Britain to challenge China at U.N. over access to Xinjiang
LONDON (Reuters) – Britain will on Monday call for the United Nations to be given “urgent and unfettered” access to Xinjiang to investigate reports of abuses in the Chinese region.
British Foreign Secretary Dominic Raab will also mark Britain’s return to the U.N. Human Rights Council as a voting member by condemning the rights record of fellow council members China and Russia and will raise concerns about Myanmar and Belarus, his office said.
On China, Raab will refer to reports of abuses in Xinjiang, including torture, forced labour and forced sterilisation of women. “They are taking place on an industrial scale,” he will say, according to his office.

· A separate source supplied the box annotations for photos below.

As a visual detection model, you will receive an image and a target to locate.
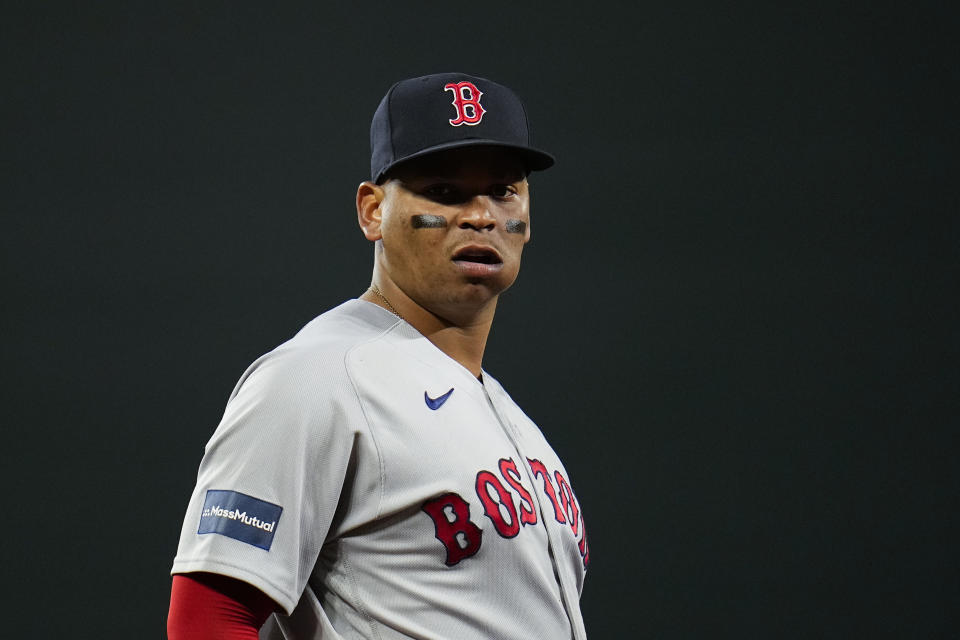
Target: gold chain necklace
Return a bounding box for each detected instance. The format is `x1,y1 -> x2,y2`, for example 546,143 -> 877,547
370,284 -> 406,322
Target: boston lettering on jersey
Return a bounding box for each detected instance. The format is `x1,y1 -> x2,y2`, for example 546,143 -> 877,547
423,458 -> 590,568
197,489 -> 283,551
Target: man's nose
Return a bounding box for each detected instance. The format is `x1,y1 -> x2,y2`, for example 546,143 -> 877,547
457,196 -> 497,231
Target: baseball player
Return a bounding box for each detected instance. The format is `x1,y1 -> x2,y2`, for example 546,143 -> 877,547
167,73 -> 589,640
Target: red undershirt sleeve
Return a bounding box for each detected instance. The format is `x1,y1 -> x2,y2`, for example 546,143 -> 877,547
167,572 -> 277,640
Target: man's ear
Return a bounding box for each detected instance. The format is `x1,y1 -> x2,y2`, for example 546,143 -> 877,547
357,180 -> 385,242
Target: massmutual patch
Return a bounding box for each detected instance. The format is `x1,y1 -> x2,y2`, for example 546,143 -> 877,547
197,489 -> 283,551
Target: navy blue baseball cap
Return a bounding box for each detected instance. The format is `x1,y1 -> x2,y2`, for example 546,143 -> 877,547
370,73 -> 554,184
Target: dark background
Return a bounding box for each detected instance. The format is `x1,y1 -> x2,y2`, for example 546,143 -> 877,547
0,2 -> 960,638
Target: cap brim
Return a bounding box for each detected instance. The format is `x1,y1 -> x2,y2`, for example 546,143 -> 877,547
374,138 -> 556,183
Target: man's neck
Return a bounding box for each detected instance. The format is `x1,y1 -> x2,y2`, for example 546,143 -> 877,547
360,287 -> 497,377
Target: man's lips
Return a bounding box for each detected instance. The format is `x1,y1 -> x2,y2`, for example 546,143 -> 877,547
452,245 -> 503,277
453,245 -> 503,264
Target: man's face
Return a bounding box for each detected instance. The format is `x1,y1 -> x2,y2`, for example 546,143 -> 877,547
377,147 -> 530,317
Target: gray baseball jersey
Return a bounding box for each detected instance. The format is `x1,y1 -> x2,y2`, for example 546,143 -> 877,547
172,300 -> 589,640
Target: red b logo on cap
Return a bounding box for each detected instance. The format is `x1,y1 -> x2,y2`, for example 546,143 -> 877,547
443,80 -> 487,127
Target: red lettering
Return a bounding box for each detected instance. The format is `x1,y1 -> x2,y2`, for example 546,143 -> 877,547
527,458 -> 567,524
500,458 -> 537,526
423,493 -> 483,567
553,471 -> 580,537
443,81 -> 486,127
477,471 -> 520,538
577,513 -> 590,569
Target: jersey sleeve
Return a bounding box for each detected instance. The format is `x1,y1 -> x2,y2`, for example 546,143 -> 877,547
172,344 -> 362,613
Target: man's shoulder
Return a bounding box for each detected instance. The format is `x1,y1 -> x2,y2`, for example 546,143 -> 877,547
235,300 -> 397,393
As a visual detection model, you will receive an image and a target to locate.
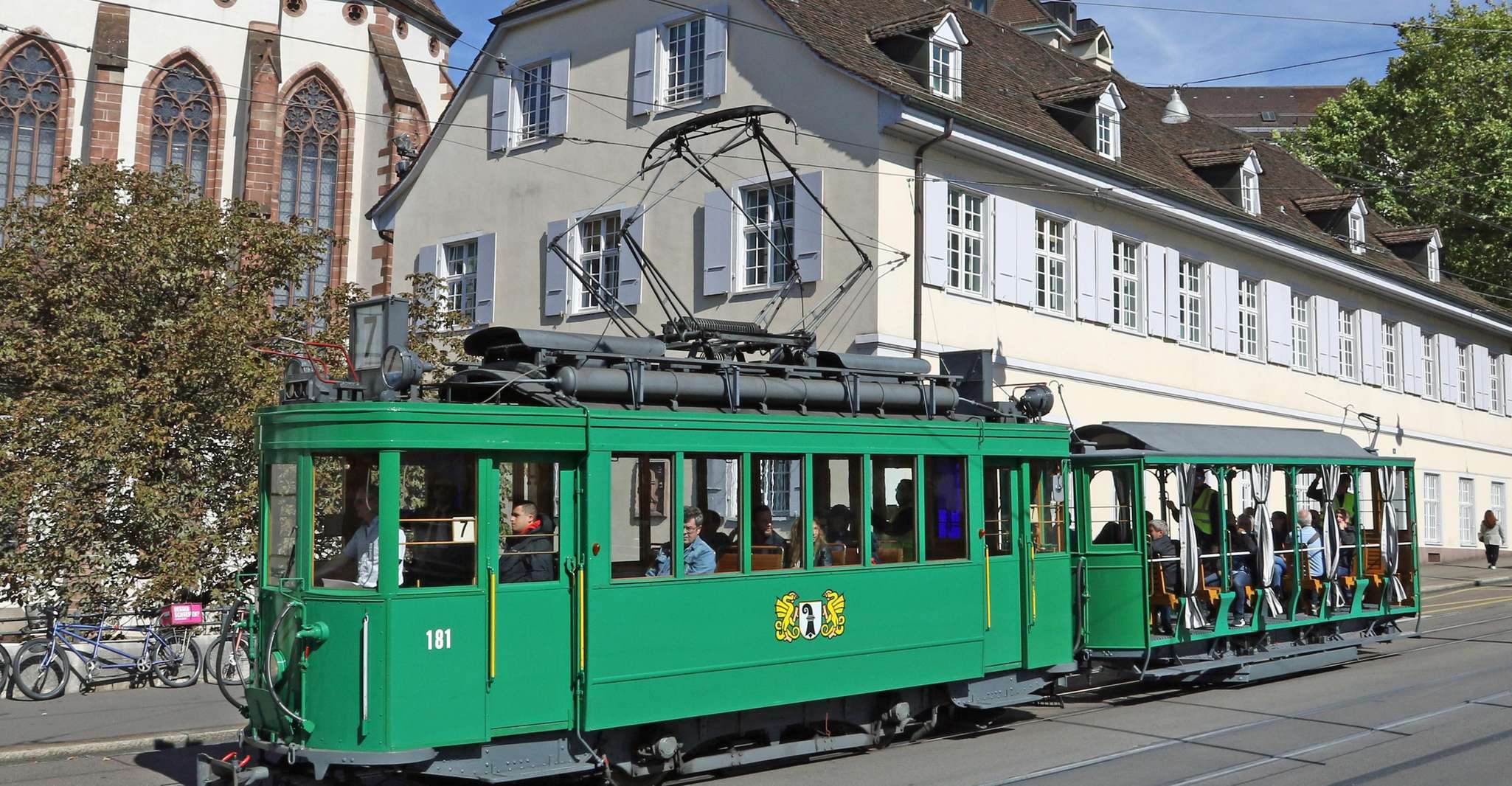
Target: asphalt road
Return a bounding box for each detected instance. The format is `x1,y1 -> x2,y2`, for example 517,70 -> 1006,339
0,586 -> 1512,786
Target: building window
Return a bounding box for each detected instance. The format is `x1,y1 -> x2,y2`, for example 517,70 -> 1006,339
517,60 -> 552,142
930,41 -> 960,101
741,181 -> 792,289
1338,308 -> 1359,380
1113,237 -> 1139,330
1423,473 -> 1444,546
1459,478 -> 1477,547
1291,293 -> 1312,369
1454,344 -> 1470,406
0,42 -> 66,204
1238,278 -> 1260,360
575,213 -> 620,313
148,62 -> 215,190
445,240 -> 478,322
1176,259 -> 1202,343
945,189 -> 983,295
1423,335 -> 1438,399
1238,170 -> 1260,216
274,77 -> 346,305
1034,216 -> 1066,313
662,17 -> 704,104
1381,322 -> 1401,390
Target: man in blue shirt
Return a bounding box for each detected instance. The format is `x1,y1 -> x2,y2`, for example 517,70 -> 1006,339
645,505 -> 715,576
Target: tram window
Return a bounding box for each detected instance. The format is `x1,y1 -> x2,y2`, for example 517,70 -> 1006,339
752,455 -> 805,571
682,455 -> 741,573
871,456 -> 918,564
924,456 -> 966,560
499,461 -> 561,583
310,452 -> 381,590
814,455 -> 862,567
609,453 -> 676,579
1030,461 -> 1066,553
399,452 -> 478,588
981,467 -> 1013,556
1087,467 -> 1134,550
263,464 -> 299,583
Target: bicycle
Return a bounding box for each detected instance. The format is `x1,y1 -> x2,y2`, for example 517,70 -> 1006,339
12,608 -> 203,701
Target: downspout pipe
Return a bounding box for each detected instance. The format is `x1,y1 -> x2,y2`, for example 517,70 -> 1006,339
913,118 -> 956,358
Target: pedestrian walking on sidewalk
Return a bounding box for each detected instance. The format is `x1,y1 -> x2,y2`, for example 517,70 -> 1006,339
1480,511 -> 1508,570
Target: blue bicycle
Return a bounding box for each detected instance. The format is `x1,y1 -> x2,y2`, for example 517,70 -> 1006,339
12,608 -> 201,701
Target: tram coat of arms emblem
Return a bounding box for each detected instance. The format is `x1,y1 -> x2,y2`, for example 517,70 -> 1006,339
774,590 -> 845,641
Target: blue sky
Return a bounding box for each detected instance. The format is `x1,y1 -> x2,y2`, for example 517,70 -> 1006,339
439,0 -> 1463,85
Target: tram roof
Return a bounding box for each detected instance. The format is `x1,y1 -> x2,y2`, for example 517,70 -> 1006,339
1077,420 -> 1398,462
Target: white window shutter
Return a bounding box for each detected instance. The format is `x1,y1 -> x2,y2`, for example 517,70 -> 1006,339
1093,227 -> 1113,325
615,206 -> 645,305
703,190 -> 735,295
1142,243 -> 1168,337
924,177 -> 949,288
546,55 -> 572,136
474,233 -> 499,325
488,74 -> 514,153
1470,344 -> 1491,410
1433,333 -> 1459,402
1261,281 -> 1291,366
1011,203 -> 1036,308
541,219 -> 572,316
703,6 -> 730,98
1202,262 -> 1230,352
1072,220 -> 1097,319
792,171 -> 824,281
631,27 -> 658,115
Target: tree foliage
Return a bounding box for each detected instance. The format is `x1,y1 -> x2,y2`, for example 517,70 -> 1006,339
1280,1 -> 1512,296
0,164 -> 455,606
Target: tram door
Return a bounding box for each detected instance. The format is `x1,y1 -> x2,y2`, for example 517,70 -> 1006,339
1018,459 -> 1074,668
981,456 -> 1024,670
482,453 -> 579,736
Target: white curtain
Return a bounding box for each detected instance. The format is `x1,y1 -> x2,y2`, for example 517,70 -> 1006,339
1249,464 -> 1283,616
1176,464 -> 1208,630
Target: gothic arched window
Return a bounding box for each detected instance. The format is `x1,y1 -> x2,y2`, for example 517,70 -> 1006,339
0,42 -> 66,204
148,62 -> 215,189
274,79 -> 344,305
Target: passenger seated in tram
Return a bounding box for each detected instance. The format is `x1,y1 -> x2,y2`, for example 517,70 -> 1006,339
645,505 -> 717,576
499,501 -> 556,583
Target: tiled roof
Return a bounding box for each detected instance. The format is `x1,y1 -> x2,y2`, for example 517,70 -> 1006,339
756,0 -> 1509,319
1034,79 -> 1113,104
1181,145 -> 1255,170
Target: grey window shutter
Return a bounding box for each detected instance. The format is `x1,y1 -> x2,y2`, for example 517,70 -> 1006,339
1070,220 -> 1097,319
1143,243 -> 1169,337
1470,344 -> 1491,410
546,55 -> 572,136
488,75 -> 514,153
615,206 -> 645,305
703,190 -> 735,295
1013,203 -> 1037,308
474,233 -> 499,325
924,177 -> 949,288
541,219 -> 572,316
631,27 -> 656,115
1093,227 -> 1113,325
703,6 -> 729,98
792,173 -> 824,281
1261,281 -> 1291,366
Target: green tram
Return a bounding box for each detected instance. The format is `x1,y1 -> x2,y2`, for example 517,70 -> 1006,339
221,319 -> 1415,783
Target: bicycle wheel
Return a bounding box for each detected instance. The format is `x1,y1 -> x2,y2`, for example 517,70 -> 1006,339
204,635 -> 252,686
148,630 -> 201,688
12,639 -> 71,701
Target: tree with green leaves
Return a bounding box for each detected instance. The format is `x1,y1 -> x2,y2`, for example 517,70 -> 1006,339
1280,1 -> 1512,296
0,164 -> 460,608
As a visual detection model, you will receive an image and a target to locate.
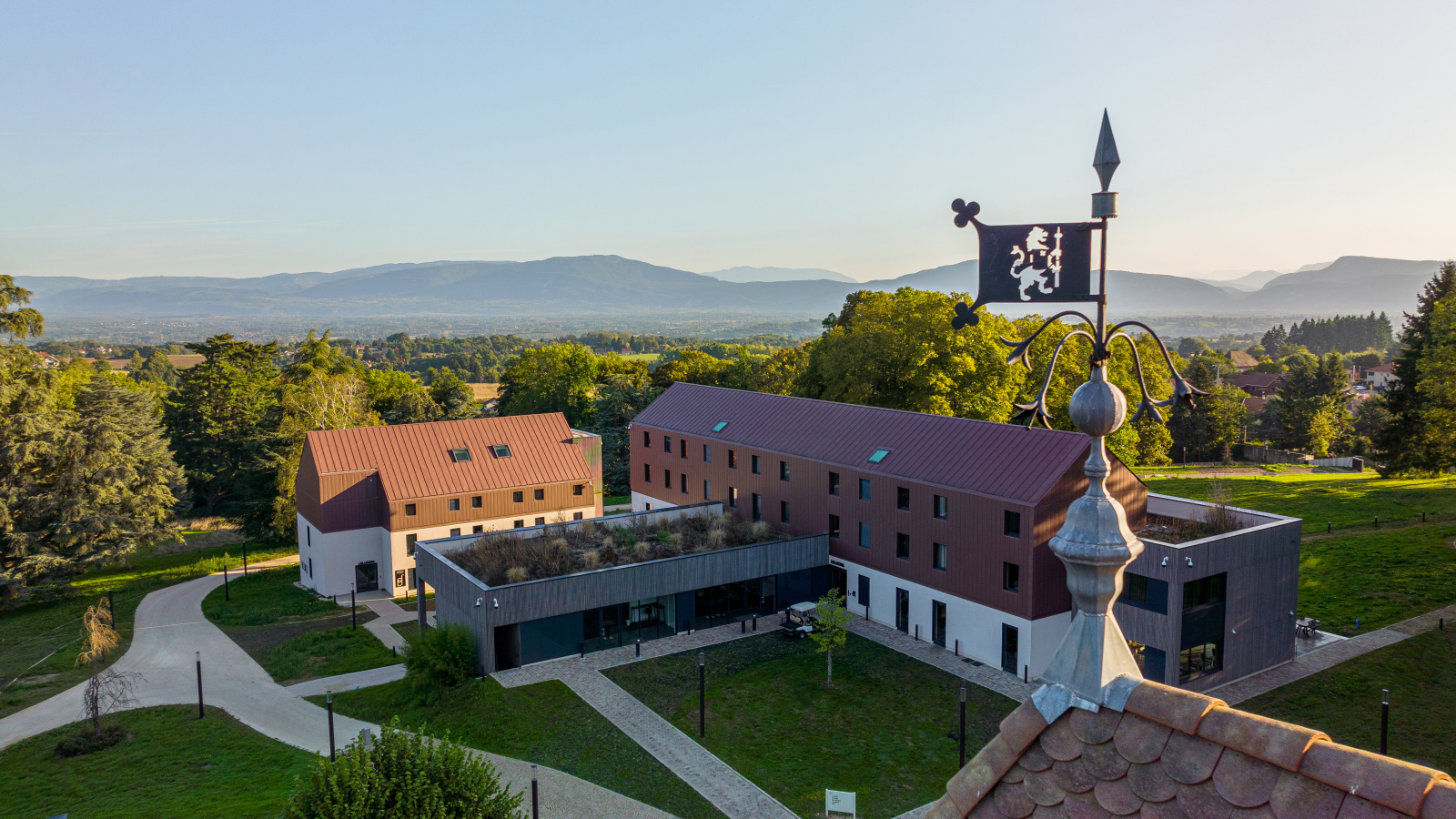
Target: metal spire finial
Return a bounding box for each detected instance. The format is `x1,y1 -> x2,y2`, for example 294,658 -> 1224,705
1092,108 -> 1123,192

“The U.N. High Commissioner for Human Rights, or another independent fact-finding expert, must – and I repeat must – be given urgent and unfettered access to Xinjiang,” he will say.
China has been widely condemned for setting up complexes in Xinjiang that Beijing describes as “vocational training centres” to stamp out extremism and give people new skills. China’s critics have called them concentration camps.
The United Nations has said at least 1 million Uighurs and other Muslims have been detained in Xinjiang.
Raab will also raise the “disgraceful” treatment of Kremlin critic Alexei Navalny, the crisis in Myanmar and the situation in Belarus. He will set out steps Britain has taken to address these issues, such as sanctions, and encourage others to follow.